Cycling was famously lauded as more energy efficient than any machine or beast in a Scientific American article published in 1973. English academic S.S. Wilson wrote that neither engineering nor evolution was any match for a person on a bicycle.
(This Wilson is not the Wilson who wrote the seminal Bicycling Science of 1974; that was David Gordon Wilson. The two were not related.)
“It is worth asking why such an apparently simple device as the bicycle should have had such a major effect on the acceleration of technology," wrote Wilson in his influential 1973 article. "The answer surely lies in the sheer humanity of the machine. Its purpose is to make it easier for an individual to move about, and this the bicycle achieves in a way that quite outdoes natural evolution.
“When one compares the energy consumed in moving a certain distance as a function of body weight for a variety of animals and machines, one finds that an unaided walking man does fairly well (consuming about .75 calorie per gram per kilometer), but he is not as efficient as a horse, a salmon or a jet transport. With the aid of a bicycle, however, the man’s energy consumption for a given distance is reduced to about a fifth (roughly .15 calorie per gram per kilometer).
“Therefore, apart from increasing his unaided speed by a factor of three or four, the cyclist improves his efficiency rating to No. 1 among moving creatures and machines."
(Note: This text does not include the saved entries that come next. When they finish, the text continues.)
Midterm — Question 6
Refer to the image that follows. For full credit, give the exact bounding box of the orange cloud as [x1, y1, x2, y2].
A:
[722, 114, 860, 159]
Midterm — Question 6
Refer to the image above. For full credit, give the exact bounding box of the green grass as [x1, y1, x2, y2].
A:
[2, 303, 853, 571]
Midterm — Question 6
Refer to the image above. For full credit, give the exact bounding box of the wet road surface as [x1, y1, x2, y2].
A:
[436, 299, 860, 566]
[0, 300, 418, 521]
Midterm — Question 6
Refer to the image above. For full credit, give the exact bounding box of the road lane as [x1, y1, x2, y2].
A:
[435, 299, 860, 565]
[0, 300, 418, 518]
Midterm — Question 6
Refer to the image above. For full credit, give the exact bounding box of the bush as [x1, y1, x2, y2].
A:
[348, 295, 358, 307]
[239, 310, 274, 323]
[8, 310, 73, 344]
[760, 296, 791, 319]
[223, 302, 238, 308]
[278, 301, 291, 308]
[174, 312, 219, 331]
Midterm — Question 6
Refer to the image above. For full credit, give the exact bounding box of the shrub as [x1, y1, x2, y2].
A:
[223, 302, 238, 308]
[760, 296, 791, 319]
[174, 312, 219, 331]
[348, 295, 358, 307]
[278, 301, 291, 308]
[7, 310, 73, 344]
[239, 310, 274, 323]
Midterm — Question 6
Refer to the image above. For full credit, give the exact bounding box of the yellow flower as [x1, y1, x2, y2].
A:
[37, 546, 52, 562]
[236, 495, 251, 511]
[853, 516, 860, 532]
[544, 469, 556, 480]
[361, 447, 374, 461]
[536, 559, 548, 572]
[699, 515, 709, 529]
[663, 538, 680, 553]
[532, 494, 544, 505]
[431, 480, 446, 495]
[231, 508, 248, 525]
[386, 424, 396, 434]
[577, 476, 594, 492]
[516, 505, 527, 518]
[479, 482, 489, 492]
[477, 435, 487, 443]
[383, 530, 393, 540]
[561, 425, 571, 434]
Wilson used cycling's efficiency to point to a cleaner, brighter, more energy efficient future:
“For those of us in the overdeveloped world the bicycle offers a real alternative to the automobile, if we are prepared to recognize and grasp the opportunities by planning our living and working environment in such a way as to induce the use of these humane machines.
“The possible inducements are many: cycleways to reduce the danger to cyclists of automobile traffic, bicycle parking stations, facilities for the transportation of bicycles by rail and bus, and public bicycles for 'park and pedal' service. Already bicycling is often the best way to get around quickly in city centres."
Wilson’s article was later picked up by philosopher Ivan Illich who, in his 1978 pamphlet Toward a History of Needs, wrote:
“Man on a bicycle can go three or four times faster than the pedestrian, but uses five times less energy in the process. He carries one gram of his weight over a kilometre of flat road at an expense of only 0.15 calories. The bicycle is the perfect transducer to match man’s metabolic energy to the impedance of locomotion. Equipped with this tool, man outstrips the efficiency of not only all machines but all other animals as well.
“Bicycles let people move with greater speed without taking up significant amounts of scarce space, energy, or time. They can spend fewer hours on each mile and still travel more miles in a year. They can get the benefit of technological breakthroughs without putting undue claims on the schedules, energy, or space of others. They become masters of their own movements without blocking those of their fellows."
However, as the aptly-named aero professor has shown, cyclists who are blocked by fellow riders in front of them take the understanding of cycling's energy efficiency to new levels.